Deutsche Bank (DB) analyst Stephen Richardson downgraded his rating on shares of Newfield Exploration Co. (NYSE:NFX) to "Hold" from "Buy" and reduced price target to $45 from $56.
"Fiscal 2011 results and the fiscal 2012 outlook from NFX highlighted what we expected to be a tough print as reduced activity stemmed operating momentum," Richardson wrote in a note.
While clearly a transition year, the analyst has viewed the 2012 outlook as palatable as an inventory of uncompleted wells and retrenchment into core regions would mitigate risks to the outlook.

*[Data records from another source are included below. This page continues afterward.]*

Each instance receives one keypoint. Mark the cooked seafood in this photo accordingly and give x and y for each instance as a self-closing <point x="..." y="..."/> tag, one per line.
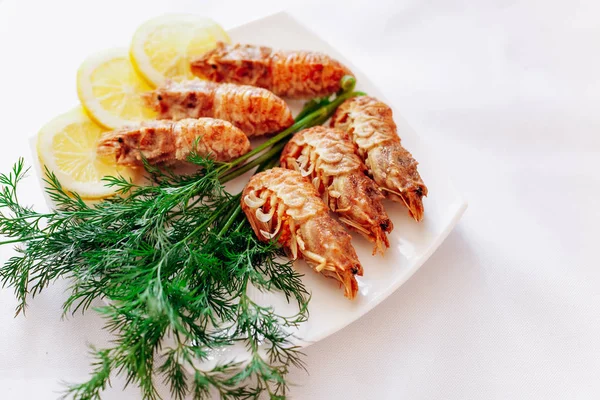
<point x="254" y="110"/>
<point x="326" y="156"/>
<point x="280" y="203"/>
<point x="168" y="141"/>
<point x="371" y="125"/>
<point x="295" y="74"/>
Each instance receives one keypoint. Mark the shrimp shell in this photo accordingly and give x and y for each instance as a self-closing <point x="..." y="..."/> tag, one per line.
<point x="305" y="228"/>
<point x="338" y="174"/>
<point x="294" y="74"/>
<point x="167" y="141"/>
<point x="255" y="111"/>
<point x="371" y="125"/>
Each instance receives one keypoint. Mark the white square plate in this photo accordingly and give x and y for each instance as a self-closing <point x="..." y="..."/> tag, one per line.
<point x="411" y="243"/>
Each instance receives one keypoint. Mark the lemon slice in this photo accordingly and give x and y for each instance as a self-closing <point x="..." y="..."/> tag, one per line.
<point x="67" y="147"/>
<point x="163" y="47"/>
<point x="110" y="90"/>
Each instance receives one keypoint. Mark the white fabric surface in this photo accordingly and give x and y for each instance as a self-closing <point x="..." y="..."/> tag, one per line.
<point x="506" y="92"/>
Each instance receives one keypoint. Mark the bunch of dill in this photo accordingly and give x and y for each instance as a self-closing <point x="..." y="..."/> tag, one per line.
<point x="175" y="261"/>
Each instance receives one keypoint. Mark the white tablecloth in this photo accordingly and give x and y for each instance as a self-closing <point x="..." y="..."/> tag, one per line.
<point x="507" y="94"/>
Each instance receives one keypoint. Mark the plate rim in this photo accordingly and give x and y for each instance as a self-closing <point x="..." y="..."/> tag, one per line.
<point x="460" y="204"/>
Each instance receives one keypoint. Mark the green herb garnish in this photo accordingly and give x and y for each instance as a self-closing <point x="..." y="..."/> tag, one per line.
<point x="175" y="260"/>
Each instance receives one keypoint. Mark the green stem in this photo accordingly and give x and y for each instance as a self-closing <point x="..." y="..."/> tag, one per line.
<point x="26" y="239"/>
<point x="273" y="151"/>
<point x="232" y="217"/>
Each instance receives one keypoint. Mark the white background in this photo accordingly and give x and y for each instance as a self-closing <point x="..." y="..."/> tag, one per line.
<point x="507" y="95"/>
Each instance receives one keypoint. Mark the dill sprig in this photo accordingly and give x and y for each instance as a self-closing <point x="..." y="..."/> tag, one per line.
<point x="175" y="262"/>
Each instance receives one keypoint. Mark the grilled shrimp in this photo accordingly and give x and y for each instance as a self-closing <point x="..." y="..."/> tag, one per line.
<point x="255" y="111"/>
<point x="326" y="156"/>
<point x="168" y="141"/>
<point x="370" y="124"/>
<point x="295" y="74"/>
<point x="281" y="203"/>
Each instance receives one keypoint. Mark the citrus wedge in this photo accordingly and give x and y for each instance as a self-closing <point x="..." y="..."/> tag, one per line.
<point x="163" y="47"/>
<point x="67" y="147"/>
<point x="110" y="90"/>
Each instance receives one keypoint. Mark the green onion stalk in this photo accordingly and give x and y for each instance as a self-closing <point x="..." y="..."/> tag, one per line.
<point x="177" y="259"/>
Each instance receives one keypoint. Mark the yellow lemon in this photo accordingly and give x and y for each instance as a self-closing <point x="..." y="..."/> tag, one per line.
<point x="67" y="147"/>
<point x="163" y="47"/>
<point x="111" y="91"/>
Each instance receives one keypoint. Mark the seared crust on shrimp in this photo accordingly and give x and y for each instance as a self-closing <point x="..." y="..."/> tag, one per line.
<point x="295" y="74"/>
<point x="371" y="125"/>
<point x="280" y="203"/>
<point x="326" y="156"/>
<point x="165" y="142"/>
<point x="254" y="110"/>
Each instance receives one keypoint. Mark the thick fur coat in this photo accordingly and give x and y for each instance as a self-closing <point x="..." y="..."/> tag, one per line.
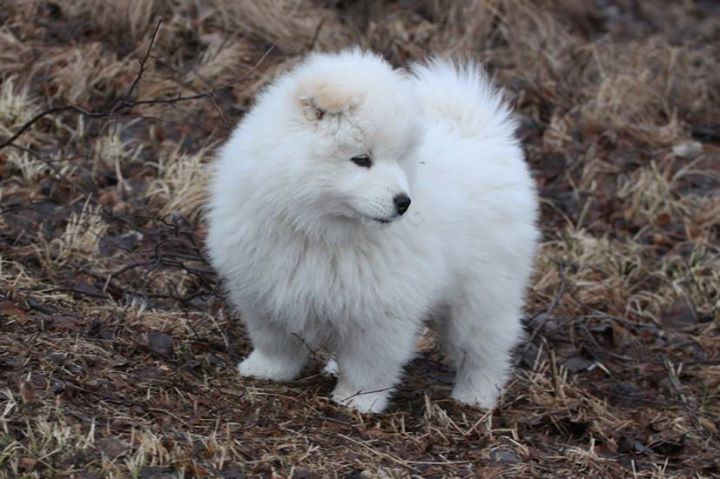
<point x="355" y="201"/>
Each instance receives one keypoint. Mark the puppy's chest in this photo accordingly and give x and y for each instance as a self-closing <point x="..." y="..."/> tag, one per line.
<point x="304" y="280"/>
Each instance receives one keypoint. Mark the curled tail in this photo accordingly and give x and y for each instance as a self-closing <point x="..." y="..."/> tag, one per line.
<point x="464" y="97"/>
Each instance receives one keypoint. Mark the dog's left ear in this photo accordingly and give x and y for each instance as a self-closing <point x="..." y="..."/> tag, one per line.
<point x="318" y="100"/>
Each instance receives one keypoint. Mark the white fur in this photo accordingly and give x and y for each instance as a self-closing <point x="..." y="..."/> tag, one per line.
<point x="294" y="230"/>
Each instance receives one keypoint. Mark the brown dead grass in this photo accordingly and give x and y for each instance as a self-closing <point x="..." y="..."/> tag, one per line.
<point x="117" y="352"/>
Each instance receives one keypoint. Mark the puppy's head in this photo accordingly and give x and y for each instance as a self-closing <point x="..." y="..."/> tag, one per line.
<point x="357" y="122"/>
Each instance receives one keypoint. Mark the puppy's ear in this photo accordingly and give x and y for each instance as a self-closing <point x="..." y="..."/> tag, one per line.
<point x="320" y="99"/>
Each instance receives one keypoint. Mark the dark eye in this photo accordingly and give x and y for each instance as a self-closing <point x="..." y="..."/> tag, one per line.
<point x="363" y="160"/>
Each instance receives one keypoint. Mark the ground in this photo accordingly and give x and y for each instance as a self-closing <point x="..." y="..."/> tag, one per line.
<point x="118" y="352"/>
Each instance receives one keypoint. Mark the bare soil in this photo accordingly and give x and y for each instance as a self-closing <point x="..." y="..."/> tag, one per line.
<point x="118" y="353"/>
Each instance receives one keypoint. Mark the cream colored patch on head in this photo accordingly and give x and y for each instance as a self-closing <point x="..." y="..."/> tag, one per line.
<point x="318" y="98"/>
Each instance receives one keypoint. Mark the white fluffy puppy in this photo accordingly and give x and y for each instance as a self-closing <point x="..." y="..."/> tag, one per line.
<point x="355" y="201"/>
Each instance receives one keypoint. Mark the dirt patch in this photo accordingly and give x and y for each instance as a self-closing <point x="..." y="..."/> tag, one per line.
<point x="117" y="353"/>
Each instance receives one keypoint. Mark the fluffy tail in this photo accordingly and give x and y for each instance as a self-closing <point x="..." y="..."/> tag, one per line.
<point x="463" y="96"/>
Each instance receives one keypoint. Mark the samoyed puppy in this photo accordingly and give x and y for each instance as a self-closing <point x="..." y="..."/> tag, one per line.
<point x="355" y="201"/>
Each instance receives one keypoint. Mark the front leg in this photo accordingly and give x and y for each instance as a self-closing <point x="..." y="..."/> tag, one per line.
<point x="370" y="363"/>
<point x="277" y="354"/>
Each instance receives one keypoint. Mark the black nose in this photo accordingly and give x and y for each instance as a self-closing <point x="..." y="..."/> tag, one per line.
<point x="402" y="202"/>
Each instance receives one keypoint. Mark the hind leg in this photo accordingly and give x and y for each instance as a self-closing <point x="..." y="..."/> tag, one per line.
<point x="479" y="335"/>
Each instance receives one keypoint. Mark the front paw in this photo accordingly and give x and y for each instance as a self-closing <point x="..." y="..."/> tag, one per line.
<point x="259" y="365"/>
<point x="370" y="402"/>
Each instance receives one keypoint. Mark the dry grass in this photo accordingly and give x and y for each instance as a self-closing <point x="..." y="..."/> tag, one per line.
<point x="117" y="353"/>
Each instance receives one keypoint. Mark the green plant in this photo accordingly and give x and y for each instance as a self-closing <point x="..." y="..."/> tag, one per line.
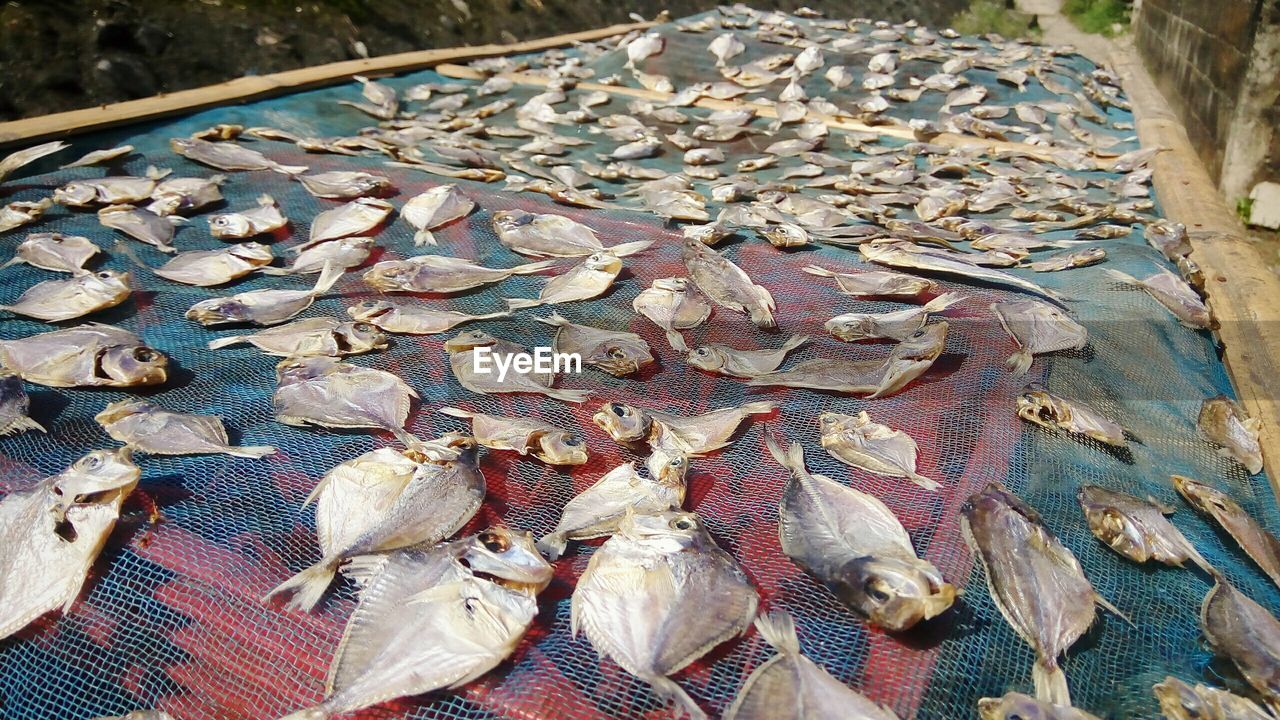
<point x="1100" y="17"/>
<point x="983" y="17"/>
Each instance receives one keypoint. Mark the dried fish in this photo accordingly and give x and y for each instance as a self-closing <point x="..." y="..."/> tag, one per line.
<point x="634" y="598"/>
<point x="598" y="510"/>
<point x="145" y="427"/>
<point x="616" y="352"/>
<point x="1261" y="546"/>
<point x="1047" y="410"/>
<point x="525" y="436"/>
<point x="55" y="531"/>
<point x="1037" y="328"/>
<point x="1034" y="580"/>
<point x="310" y="337"/>
<point x="1137" y="528"/>
<point x="860" y="442"/>
<point x="328" y="392"/>
<point x="743" y="363"/>
<point x="851" y="542"/>
<point x="1223" y="422"/>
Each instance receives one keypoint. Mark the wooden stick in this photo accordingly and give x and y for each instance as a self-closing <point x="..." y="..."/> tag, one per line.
<point x="951" y="140"/>
<point x="254" y="87"/>
<point x="1243" y="292"/>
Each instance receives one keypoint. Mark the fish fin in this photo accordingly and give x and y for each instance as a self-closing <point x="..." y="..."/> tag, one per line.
<point x="1121" y="277"/>
<point x="1019" y="361"/>
<point x="1106" y="605"/>
<point x="309" y="714"/>
<point x="567" y="395"/>
<point x="677" y="341"/>
<point x="22" y="424"/>
<point x="554" y="319"/>
<point x="553" y="546"/>
<point x="944" y="301"/>
<point x="328" y="277"/>
<point x="1050" y="683"/>
<point x="254" y="451"/>
<point x="529" y="268"/>
<point x="778" y="629"/>
<point x="227" y="341"/>
<point x="927" y="483"/>
<point x="521" y="302"/>
<point x="794" y="342"/>
<point x="629" y="247"/>
<point x="668" y="689"/>
<point x="307" y="587"/>
<point x="758" y="408"/>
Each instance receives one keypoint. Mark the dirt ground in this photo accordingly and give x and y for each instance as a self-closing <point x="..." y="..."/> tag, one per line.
<point x="77" y="53"/>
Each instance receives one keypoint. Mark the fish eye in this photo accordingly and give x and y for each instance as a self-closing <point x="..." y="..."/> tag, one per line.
<point x="494" y="542"/>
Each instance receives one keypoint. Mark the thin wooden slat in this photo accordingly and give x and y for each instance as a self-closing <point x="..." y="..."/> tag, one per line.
<point x="951" y="140"/>
<point x="254" y="87"/>
<point x="1243" y="292"/>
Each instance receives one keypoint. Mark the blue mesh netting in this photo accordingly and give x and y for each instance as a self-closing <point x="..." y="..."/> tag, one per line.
<point x="172" y="619"/>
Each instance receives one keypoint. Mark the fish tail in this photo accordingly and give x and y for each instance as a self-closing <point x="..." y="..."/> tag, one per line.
<point x="794" y="342"/>
<point x="227" y="341"/>
<point x="22" y="424"/>
<point x="1050" y="683"/>
<point x="778" y="629"/>
<point x="944" y="301"/>
<point x="567" y="395"/>
<point x="521" y="302"/>
<point x="553" y="546"/>
<point x="1121" y="277"/>
<point x="254" y="451"/>
<point x="758" y="408"/>
<point x="629" y="247"/>
<point x="1019" y="361"/>
<point x="307" y="587"/>
<point x="685" y="705"/>
<point x="530" y="268"/>
<point x="328" y="277"/>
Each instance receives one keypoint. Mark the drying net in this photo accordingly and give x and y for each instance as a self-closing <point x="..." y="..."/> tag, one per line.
<point x="172" y="618"/>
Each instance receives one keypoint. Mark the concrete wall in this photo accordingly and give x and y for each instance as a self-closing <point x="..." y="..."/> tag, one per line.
<point x="1217" y="62"/>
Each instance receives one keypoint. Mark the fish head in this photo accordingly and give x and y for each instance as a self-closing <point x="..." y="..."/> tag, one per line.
<point x="622" y="422"/>
<point x="122" y="409"/>
<point x="705" y="358"/>
<point x="508" y="559"/>
<point x="76" y="194"/>
<point x="1014" y="706"/>
<point x="894" y="592"/>
<point x="469" y="340"/>
<point x="667" y="466"/>
<point x="561" y="447"/>
<point x="360" y="337"/>
<point x="622" y="358"/>
<point x="366" y="310"/>
<point x="252" y="251"/>
<point x="100" y="477"/>
<point x="670" y="531"/>
<point x="216" y="310"/>
<point x="229" y="224"/>
<point x="128" y="365"/>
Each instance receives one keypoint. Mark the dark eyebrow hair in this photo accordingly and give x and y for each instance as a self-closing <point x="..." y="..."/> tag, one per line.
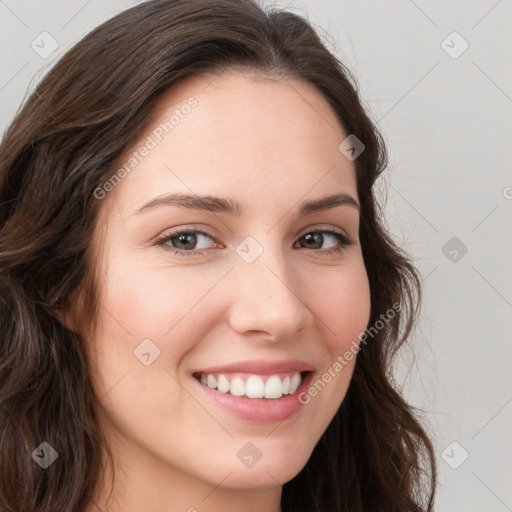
<point x="221" y="205"/>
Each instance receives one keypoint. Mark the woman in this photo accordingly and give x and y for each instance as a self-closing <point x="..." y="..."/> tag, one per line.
<point x="199" y="302"/>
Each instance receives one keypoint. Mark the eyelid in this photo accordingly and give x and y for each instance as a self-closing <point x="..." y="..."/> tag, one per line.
<point x="346" y="239"/>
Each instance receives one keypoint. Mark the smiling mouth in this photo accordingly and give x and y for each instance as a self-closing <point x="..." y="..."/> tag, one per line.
<point x="253" y="385"/>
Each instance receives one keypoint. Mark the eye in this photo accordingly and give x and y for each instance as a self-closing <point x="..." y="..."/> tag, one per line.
<point x="190" y="241"/>
<point x="184" y="241"/>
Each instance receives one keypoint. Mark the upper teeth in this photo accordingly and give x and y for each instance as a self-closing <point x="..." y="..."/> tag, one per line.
<point x="254" y="386"/>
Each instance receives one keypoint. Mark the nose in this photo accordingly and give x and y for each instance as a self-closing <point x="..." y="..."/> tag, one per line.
<point x="266" y="299"/>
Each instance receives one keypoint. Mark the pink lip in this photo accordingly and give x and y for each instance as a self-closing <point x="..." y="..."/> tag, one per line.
<point x="258" y="410"/>
<point x="260" y="367"/>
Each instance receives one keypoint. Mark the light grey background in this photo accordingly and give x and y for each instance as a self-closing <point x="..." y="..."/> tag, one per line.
<point x="447" y="121"/>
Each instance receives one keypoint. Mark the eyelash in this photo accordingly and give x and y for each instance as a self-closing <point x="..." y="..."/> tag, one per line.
<point x="344" y="241"/>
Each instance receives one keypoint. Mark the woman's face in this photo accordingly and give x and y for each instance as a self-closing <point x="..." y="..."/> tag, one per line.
<point x="260" y="283"/>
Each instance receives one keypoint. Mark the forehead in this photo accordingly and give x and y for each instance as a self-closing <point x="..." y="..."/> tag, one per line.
<point x="237" y="135"/>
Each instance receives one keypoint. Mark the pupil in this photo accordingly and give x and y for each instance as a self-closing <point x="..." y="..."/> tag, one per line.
<point x="311" y="236"/>
<point x="191" y="238"/>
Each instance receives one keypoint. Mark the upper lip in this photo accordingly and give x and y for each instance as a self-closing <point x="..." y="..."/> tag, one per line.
<point x="260" y="367"/>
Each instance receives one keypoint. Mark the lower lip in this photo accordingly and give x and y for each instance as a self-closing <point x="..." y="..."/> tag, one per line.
<point x="259" y="410"/>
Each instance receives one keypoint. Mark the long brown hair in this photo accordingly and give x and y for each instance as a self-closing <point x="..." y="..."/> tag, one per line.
<point x="62" y="145"/>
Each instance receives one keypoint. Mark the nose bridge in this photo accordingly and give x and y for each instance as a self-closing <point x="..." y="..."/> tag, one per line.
<point x="266" y="298"/>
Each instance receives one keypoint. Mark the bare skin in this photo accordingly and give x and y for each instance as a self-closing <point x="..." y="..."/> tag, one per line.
<point x="270" y="146"/>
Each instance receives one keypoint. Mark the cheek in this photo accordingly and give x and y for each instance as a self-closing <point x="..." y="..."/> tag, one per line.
<point x="342" y="305"/>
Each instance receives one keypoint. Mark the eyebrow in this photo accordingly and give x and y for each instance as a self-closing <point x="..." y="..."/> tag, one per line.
<point x="221" y="205"/>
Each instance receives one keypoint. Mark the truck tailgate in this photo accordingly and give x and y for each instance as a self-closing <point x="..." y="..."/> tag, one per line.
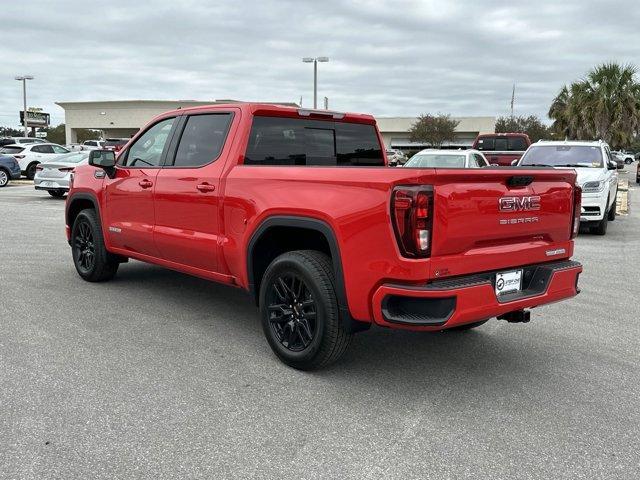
<point x="500" y="216"/>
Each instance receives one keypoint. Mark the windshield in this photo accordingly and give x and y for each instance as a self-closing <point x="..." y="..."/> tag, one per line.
<point x="435" y="160"/>
<point x="112" y="142"/>
<point x="563" y="156"/>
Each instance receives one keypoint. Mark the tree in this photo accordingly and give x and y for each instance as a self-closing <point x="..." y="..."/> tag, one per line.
<point x="604" y="105"/>
<point x="531" y="125"/>
<point x="433" y="129"/>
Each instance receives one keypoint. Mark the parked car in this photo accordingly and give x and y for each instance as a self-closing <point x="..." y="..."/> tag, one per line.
<point x="115" y="144"/>
<point x="54" y="175"/>
<point x="623" y="158"/>
<point x="29" y="155"/>
<point x="296" y="206"/>
<point x="502" y="148"/>
<point x="75" y="147"/>
<point x="597" y="176"/>
<point x="9" y="170"/>
<point x="19" y="140"/>
<point x="93" y="144"/>
<point x="395" y="157"/>
<point x="431" y="158"/>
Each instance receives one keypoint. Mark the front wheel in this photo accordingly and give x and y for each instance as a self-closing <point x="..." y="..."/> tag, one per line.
<point x="90" y="257"/>
<point x="299" y="310"/>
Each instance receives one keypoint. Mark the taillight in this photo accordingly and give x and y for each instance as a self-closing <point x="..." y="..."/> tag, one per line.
<point x="577" y="207"/>
<point x="412" y="216"/>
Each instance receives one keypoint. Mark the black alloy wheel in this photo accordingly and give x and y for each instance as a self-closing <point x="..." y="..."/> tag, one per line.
<point x="292" y="311"/>
<point x="84" y="247"/>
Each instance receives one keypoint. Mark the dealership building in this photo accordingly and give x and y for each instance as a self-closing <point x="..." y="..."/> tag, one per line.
<point x="123" y="118"/>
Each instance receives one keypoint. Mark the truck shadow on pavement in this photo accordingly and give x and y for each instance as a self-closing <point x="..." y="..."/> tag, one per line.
<point x="494" y="347"/>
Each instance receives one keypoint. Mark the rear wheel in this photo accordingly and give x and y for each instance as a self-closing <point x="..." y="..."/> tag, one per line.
<point x="4" y="178"/>
<point x="299" y="310"/>
<point x="90" y="257"/>
<point x="31" y="170"/>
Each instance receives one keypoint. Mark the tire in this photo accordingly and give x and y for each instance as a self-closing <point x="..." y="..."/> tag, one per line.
<point x="31" y="170"/>
<point x="468" y="326"/>
<point x="4" y="178"/>
<point x="90" y="257"/>
<point x="307" y="335"/>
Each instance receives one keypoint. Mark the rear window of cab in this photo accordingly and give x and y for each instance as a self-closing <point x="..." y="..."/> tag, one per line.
<point x="303" y="142"/>
<point x="502" y="143"/>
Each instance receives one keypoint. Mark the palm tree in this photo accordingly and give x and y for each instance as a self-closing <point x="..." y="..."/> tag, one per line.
<point x="605" y="104"/>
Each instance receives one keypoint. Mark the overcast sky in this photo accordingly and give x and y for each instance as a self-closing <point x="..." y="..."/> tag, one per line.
<point x="387" y="58"/>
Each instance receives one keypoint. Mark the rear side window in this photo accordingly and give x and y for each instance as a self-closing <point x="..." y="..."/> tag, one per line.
<point x="290" y="141"/>
<point x="517" y="144"/>
<point x="202" y="139"/>
<point x="500" y="144"/>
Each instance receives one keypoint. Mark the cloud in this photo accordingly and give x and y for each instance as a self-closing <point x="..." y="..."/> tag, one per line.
<point x="387" y="58"/>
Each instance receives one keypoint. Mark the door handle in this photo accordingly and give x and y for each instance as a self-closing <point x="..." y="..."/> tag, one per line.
<point x="205" y="187"/>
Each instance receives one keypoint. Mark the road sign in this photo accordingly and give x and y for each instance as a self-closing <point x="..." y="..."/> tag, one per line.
<point x="35" y="119"/>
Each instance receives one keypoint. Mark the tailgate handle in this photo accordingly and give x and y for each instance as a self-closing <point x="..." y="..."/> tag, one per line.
<point x="519" y="181"/>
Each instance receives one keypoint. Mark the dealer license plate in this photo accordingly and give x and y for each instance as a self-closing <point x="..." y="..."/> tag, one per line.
<point x="508" y="282"/>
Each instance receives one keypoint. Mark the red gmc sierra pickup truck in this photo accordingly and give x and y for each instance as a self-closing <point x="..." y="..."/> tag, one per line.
<point x="298" y="207"/>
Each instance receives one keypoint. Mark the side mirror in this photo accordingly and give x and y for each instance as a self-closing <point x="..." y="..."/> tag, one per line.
<point x="102" y="158"/>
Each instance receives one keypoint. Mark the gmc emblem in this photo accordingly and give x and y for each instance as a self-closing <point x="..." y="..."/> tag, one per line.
<point x="519" y="204"/>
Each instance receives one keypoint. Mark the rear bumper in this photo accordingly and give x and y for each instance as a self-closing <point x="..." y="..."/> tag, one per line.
<point x="449" y="303"/>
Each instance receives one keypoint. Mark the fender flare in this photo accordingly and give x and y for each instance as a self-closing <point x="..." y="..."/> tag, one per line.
<point x="350" y="324"/>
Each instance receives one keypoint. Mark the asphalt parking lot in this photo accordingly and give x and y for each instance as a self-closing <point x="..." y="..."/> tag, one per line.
<point x="160" y="375"/>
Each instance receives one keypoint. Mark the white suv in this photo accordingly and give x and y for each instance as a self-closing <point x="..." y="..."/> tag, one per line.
<point x="29" y="155"/>
<point x="597" y="175"/>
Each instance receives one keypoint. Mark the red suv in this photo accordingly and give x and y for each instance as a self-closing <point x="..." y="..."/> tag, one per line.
<point x="296" y="207"/>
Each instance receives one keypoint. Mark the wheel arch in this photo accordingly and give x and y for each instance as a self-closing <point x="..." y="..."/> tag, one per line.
<point x="76" y="203"/>
<point x="273" y="228"/>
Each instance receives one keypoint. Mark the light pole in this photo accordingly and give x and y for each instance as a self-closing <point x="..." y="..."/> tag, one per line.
<point x="24" y="79"/>
<point x="315" y="75"/>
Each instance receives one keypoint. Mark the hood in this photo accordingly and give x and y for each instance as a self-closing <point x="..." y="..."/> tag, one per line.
<point x="587" y="174"/>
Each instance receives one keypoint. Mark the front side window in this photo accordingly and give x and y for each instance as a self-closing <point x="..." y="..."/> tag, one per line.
<point x="202" y="139"/>
<point x="59" y="149"/>
<point x="147" y="150"/>
<point x="290" y="141"/>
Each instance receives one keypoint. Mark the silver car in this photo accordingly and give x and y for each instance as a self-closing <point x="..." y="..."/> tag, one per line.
<point x="54" y="175"/>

Richardson said he downgrade the rating on NFX shares as flat production is now expected for 2012, focus is shifting to a new play and the liquids growth in 2013 is still a key question.
While DB cannot fault any single investment decision, the whole leads to a lower production ramp, less Uinta focus, and less clarity surrounding direction of 2013 than the firm had hoped.
Richardson said he is loath to reactively change ratings, but the outlook makes clear 2012 as a transition year with more operational risk than he envisioned.
The analyst has viewed the stock in a narrow near-term downside/upside range (mid-30s / mid-40s) with upside to the mid-$50s (NAV of $56) based on visibility of an activity ramp in the Uinta in 2013+. His risked NAV moves to $45/share, he sees downside support in the $36/share range.
NFX is trading down 12.66 percent at $36.90. The stock has been trading between $34.42 and $77.93 for the past 52 weeks.